- DVD Cover
- Directed by: Leon Schuster
- Written by: Leon Schuster
- Produced by: Leon Schuster
- Starring: Leon Schuster Alfred Ntombela Gerry the Clown Bill Flynn Al Debbo
- Distributed by: Ster-Kinekor Pictures
- Release date: 2004;
- Language: South African English
- Budget: R2,006,000

= Oh Schuks... I'm Gatvol =

South African film

Oh Schuks I'm Gatvol! is a 2004 South African comedy film written, produced, and directed by Leon Schuster. He also stars in the film alongside Alfred Ntombela, Gerry the Clown, Bill Flynn and Al Debbo.

The film's initial budget was R2,000,000, but an extra R6,000 was spent for the extras on board the aeroplane. The film grossed R30,000,000 overall in South Africa and with an additional 4 million worldwide.

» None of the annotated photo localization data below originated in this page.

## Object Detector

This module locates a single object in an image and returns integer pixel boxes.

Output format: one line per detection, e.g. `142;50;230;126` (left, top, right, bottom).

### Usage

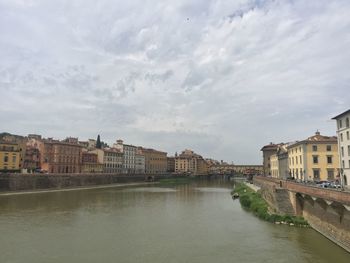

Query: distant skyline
1;0;349;164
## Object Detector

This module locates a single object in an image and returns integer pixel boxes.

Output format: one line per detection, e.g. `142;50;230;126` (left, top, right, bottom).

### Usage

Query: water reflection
0;179;348;263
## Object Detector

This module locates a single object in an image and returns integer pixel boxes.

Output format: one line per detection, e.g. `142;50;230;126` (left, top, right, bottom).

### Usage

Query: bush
233;183;308;227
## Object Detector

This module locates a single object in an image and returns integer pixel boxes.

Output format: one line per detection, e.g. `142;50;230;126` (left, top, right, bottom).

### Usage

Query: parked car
317;181;331;188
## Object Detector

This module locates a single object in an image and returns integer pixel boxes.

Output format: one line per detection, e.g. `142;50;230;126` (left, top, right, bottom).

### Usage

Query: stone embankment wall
254;176;350;253
0;173;169;192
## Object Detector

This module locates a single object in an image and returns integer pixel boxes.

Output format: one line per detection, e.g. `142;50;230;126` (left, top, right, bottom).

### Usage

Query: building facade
332;109;350;189
23;146;41;173
270;154;279;178
138;147;167;174
287;131;339;182
35;138;83;173
81;151;103;173
102;149;123;174
114;140;136;174
167;157;175;173
260;143;279;176
0;142;21;172
175;149;208;175
135;151;145;174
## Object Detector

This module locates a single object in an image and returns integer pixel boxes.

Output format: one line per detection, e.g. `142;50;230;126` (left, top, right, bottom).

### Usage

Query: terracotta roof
260;143;280;151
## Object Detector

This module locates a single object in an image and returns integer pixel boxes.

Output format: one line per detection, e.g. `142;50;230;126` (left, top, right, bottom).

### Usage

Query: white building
332;109;350;189
113;139;136;174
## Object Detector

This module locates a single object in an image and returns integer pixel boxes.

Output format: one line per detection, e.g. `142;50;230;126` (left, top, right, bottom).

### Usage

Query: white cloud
1;0;350;163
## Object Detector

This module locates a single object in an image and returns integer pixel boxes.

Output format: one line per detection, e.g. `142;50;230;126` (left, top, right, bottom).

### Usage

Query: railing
254;176;350;206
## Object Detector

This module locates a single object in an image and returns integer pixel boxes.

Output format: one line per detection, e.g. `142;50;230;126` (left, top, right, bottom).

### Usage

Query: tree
96;134;102;149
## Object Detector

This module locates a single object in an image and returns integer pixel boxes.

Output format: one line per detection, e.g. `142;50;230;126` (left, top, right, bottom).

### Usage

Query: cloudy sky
1;0;349;164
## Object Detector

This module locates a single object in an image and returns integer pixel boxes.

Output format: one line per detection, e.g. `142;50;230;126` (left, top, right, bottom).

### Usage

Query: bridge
254;176;350;253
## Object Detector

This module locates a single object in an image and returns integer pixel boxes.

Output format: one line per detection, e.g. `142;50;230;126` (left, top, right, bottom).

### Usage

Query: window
296;157;298;165
347;131;350;140
3;156;8;162
341;133;343;142
342;160;345;168
327;156;332;164
347;117;350;128
326;145;332;151
341;147;344;157
12;156;16;163
327;169;334;181
339;119;343;129
348;145;350;156
313;169;320;180
300;156;302;164
312;145;317;151
313;155;319;164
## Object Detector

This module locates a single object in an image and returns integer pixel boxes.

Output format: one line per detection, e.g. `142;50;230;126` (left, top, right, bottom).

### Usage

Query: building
0;141;21;172
34;138;83;173
102;149;123;174
23;146;41;173
276;144;289;179
113;140;136;174
260;143;279;176
135;150;145;174
175;149;208;175
81;151;103;173
138;147;167;174
287;131;339;182
270;153;279;178
269;144;289;179
332;110;350;189
167;157;175;173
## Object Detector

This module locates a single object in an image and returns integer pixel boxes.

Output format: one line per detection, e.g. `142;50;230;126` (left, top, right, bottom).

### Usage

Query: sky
1;0;350;164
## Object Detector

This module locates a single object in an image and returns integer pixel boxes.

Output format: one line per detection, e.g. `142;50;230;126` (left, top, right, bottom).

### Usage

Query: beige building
270;154;279;178
260;143;279;176
332;109;350;189
81;151;103;173
138;147;167;174
101;149;123;174
175;149;208;175
287;131;339;182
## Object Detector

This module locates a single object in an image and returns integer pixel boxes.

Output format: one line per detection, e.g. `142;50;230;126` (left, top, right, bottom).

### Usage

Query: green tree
96;134;102;149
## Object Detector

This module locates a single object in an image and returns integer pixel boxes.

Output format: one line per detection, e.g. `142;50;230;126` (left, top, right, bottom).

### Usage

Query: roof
260;143;280;151
332;109;350;120
287;132;337;148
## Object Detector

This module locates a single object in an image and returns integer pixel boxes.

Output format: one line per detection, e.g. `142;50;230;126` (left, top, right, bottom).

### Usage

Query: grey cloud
1;0;350;163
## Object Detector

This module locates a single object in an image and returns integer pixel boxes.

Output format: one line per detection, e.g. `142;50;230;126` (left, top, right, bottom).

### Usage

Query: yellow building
287;131;339;182
0;142;21;172
138;147;167;174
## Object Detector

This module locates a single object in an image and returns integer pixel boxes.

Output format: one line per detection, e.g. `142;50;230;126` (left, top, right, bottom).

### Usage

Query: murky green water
0;180;349;263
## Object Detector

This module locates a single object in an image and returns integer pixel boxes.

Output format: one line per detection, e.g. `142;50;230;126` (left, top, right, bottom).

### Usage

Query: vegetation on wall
233;183;308;227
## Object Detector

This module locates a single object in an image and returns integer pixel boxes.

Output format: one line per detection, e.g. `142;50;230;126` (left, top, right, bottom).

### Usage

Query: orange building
34;138;83;173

The film was released on DVD and VHS in 2004 by Ster-Kinekor Home Entertainment.

==Synopsis==
After growing fed up with crime in South Africa, Schuks decides to move to Australia with his friend Alf. Also introduced is Samoosa Woestyn, a Schuster version of Saddam Hussein, (ruler of fictional Afkaq, which parodies Iraq) who plans to kill U.S. President (at the time George W. Bush) at a worldwide country conference. After being in hiding for a year, he comes out as a midget. This is when he and his associate Ali go to the conference to get Bush. At night, Schuks pulls his maid Precious into the jacuzzi and gives her everything he owns, though he forgets this the next morning due to his drunkenness. Samoosa and Ali also fall as another bunch of victims in Schuks' prank list when they are startled by an ash tray that explodes. They are going to be in his new movie, which everybody in South Africa will be viewing.

On the aeroplane, Schuks and Alf are discovered and sing the song "I Don't Want To Sit Next To Manto." After the plane passengers demand more, Schuks decides to show the audience his new movie, eventually getting to the scene where Samoosa and Ali are talking about attacking Bush. One of the passengers is of Afkaqi descent and understands the conversation; he tells the stewardess, who tells the other flight attendants, Samoosa makes an announcement that there is a bomb on the plane. This leads to a hostage situation and eventually, Samoosa and Ali are tied up and the plane turns back to South Africa. The movie finishes with Schuks returning home and finding that Precious has ransacked the house. Alf tells him that he gave Precious all he owned.